Billionaire property owners' tactics

A recent study undertaken in the USA has shown that the 700 top property owners in that country (all of whom are property millionaires measured in dollars but billionaires in rand terms) make good use of the planning, research and comparative market analysis facilities now provided by the better agents and on the Internet.

The survey has also shown that if they have one characteristic in common it is that, while trusting their gut reactions, they also take a “careful commonsense” approach to their purchases and do not allow any emotional factors to influence decisions.

Discussing the survey, Mike Greeff, Chief Executive of Greeff Properties, said that when buying a home to live in it is inevitable that the purchaser will be swayed by some emotional factors. However, when buying as an investment, reason has to play the dominant role - and usually does with the shrewd investors surveyed.

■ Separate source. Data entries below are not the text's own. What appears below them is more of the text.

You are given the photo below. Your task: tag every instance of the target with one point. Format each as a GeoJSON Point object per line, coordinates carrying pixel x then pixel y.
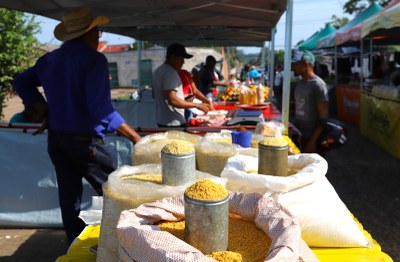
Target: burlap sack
{"type": "Point", "coordinates": [325, 220]}
{"type": "Point", "coordinates": [121, 193]}
{"type": "Point", "coordinates": [141, 240]}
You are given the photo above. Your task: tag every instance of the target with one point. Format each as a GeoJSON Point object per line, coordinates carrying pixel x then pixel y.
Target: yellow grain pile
{"type": "Point", "coordinates": [206, 190]}
{"type": "Point", "coordinates": [273, 141]}
{"type": "Point", "coordinates": [245, 240]}
{"type": "Point", "coordinates": [226, 256]}
{"type": "Point", "coordinates": [293, 149]}
{"type": "Point", "coordinates": [178, 148]}
{"type": "Point", "coordinates": [176, 228]}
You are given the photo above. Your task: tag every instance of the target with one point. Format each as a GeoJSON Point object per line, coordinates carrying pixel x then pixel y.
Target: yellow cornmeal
{"type": "Point", "coordinates": [226, 256]}
{"type": "Point", "coordinates": [175, 228]}
{"type": "Point", "coordinates": [273, 141]}
{"type": "Point", "coordinates": [178, 148]}
{"type": "Point", "coordinates": [293, 149]}
{"type": "Point", "coordinates": [155, 178]}
{"type": "Point", "coordinates": [292, 146]}
{"type": "Point", "coordinates": [206, 190]}
{"type": "Point", "coordinates": [245, 240]}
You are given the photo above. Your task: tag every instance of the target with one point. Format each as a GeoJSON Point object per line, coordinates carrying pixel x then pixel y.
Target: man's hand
{"type": "Point", "coordinates": [204, 107]}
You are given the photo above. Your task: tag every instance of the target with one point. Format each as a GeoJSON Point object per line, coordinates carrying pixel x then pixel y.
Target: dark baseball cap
{"type": "Point", "coordinates": [303, 56]}
{"type": "Point", "coordinates": [178, 50]}
{"type": "Point", "coordinates": [210, 60]}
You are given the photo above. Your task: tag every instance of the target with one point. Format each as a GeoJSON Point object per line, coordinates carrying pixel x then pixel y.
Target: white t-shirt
{"type": "Point", "coordinates": [165, 78]}
{"type": "Point", "coordinates": [278, 78]}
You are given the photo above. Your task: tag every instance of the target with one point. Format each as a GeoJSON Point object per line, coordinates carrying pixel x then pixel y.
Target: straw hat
{"type": "Point", "coordinates": [77, 22]}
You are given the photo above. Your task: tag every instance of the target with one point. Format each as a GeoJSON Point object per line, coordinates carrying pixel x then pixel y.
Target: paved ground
{"type": "Point", "coordinates": [366, 178]}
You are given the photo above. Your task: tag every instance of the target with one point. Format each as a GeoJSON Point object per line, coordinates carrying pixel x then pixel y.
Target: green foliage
{"type": "Point", "coordinates": [356, 6]}
{"type": "Point", "coordinates": [337, 22]}
{"type": "Point", "coordinates": [17, 47]}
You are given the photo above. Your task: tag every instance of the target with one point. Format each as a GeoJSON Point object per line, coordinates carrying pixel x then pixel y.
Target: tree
{"type": "Point", "coordinates": [337, 22]}
{"type": "Point", "coordinates": [356, 6]}
{"type": "Point", "coordinates": [17, 47]}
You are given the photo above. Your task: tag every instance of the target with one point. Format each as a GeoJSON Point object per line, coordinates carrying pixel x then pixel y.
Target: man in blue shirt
{"type": "Point", "coordinates": [76, 85]}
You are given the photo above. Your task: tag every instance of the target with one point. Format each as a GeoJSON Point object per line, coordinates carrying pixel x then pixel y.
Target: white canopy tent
{"type": "Point", "coordinates": [190, 22]}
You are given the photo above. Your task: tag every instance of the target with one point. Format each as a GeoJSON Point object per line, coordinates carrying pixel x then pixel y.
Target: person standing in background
{"type": "Point", "coordinates": [278, 85]}
{"type": "Point", "coordinates": [209, 79]}
{"type": "Point", "coordinates": [75, 80]}
{"type": "Point", "coordinates": [311, 102]}
{"type": "Point", "coordinates": [191, 92]}
{"type": "Point", "coordinates": [244, 74]}
{"type": "Point", "coordinates": [168, 91]}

The survey, he said, shows that astute buyers never allow themselves to be rushed into a purchase. They take their time and meticulously study market conditions before making decisions. They will in most instances let a property go rather than pay above the price they believe it to be worth, even when they like it.

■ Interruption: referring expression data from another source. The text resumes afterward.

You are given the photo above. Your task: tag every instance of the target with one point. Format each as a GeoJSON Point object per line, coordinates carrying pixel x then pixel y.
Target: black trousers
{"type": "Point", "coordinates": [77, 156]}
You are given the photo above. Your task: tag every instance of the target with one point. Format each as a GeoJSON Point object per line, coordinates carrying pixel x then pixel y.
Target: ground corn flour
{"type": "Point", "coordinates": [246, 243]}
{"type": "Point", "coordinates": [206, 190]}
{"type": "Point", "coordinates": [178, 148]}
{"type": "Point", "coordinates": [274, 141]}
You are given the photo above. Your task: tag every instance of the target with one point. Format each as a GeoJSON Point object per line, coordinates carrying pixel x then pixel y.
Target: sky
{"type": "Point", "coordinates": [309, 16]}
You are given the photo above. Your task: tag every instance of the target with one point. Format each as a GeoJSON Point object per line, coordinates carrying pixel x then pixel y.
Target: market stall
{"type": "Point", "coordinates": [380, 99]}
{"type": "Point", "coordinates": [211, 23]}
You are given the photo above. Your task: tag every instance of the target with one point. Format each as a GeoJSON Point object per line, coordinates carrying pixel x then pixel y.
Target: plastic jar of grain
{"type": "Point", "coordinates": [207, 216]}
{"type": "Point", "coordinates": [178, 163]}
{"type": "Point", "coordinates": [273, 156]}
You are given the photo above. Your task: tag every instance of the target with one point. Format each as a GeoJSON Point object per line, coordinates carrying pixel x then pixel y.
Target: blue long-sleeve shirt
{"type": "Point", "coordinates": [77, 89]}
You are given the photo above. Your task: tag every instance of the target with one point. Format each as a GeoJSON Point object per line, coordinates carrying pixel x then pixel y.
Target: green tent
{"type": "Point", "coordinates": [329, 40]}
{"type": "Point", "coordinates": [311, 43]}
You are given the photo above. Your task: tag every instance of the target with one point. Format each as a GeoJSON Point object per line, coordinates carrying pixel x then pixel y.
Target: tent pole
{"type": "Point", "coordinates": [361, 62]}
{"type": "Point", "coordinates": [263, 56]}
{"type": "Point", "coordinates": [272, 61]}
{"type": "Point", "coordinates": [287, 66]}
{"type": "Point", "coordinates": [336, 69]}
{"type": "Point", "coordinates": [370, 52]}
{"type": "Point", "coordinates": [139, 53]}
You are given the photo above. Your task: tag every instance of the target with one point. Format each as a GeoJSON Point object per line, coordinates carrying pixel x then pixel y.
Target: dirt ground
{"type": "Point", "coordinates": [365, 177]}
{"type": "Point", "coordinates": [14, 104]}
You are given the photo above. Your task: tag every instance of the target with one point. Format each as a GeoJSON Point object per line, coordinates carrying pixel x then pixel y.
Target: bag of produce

“When they do put in an offer it will usually be below the asking price,” said Greeff. “This is fair enough because in most Western economies homes are still selling at 5% to 12% below the asking price.”

If they see the market rising and offers becoming more competitive they change their tactics and adjust their pricing accordingly, said Greeff.

Most, he added, study the property trends and almost always purchase well before the market hits the top of a cycle. Once that point has been reached they tend to be markedly reluctant to invest until conditions are more favourable.

A fairly high proportion (±25%) of those surveyed, added Greeff, spefically target repossessed homes and properties sold under difficult circumstances, e.g. following a divorce, forced sale or when the property is sold as part of a deceased estate.

Such homes, said Greeff, can sometimes be bought for as much 30% below their true value, especially if they have been neglected for some time prior to coming on the market.

An important characteristic of the successful owners revealed by the survey, said Greeff, is that they have good relationships with reputable agents.

“It may take time for the average buyer to find an agent who suits his mindset and personality and who will always be objective but and put the client’s goals first. When you do find such an agent he or she can be a wonderful counsellor and ally and it pays to cultivate and build up a relationship with such people to your mutual benefit,” said Greeff.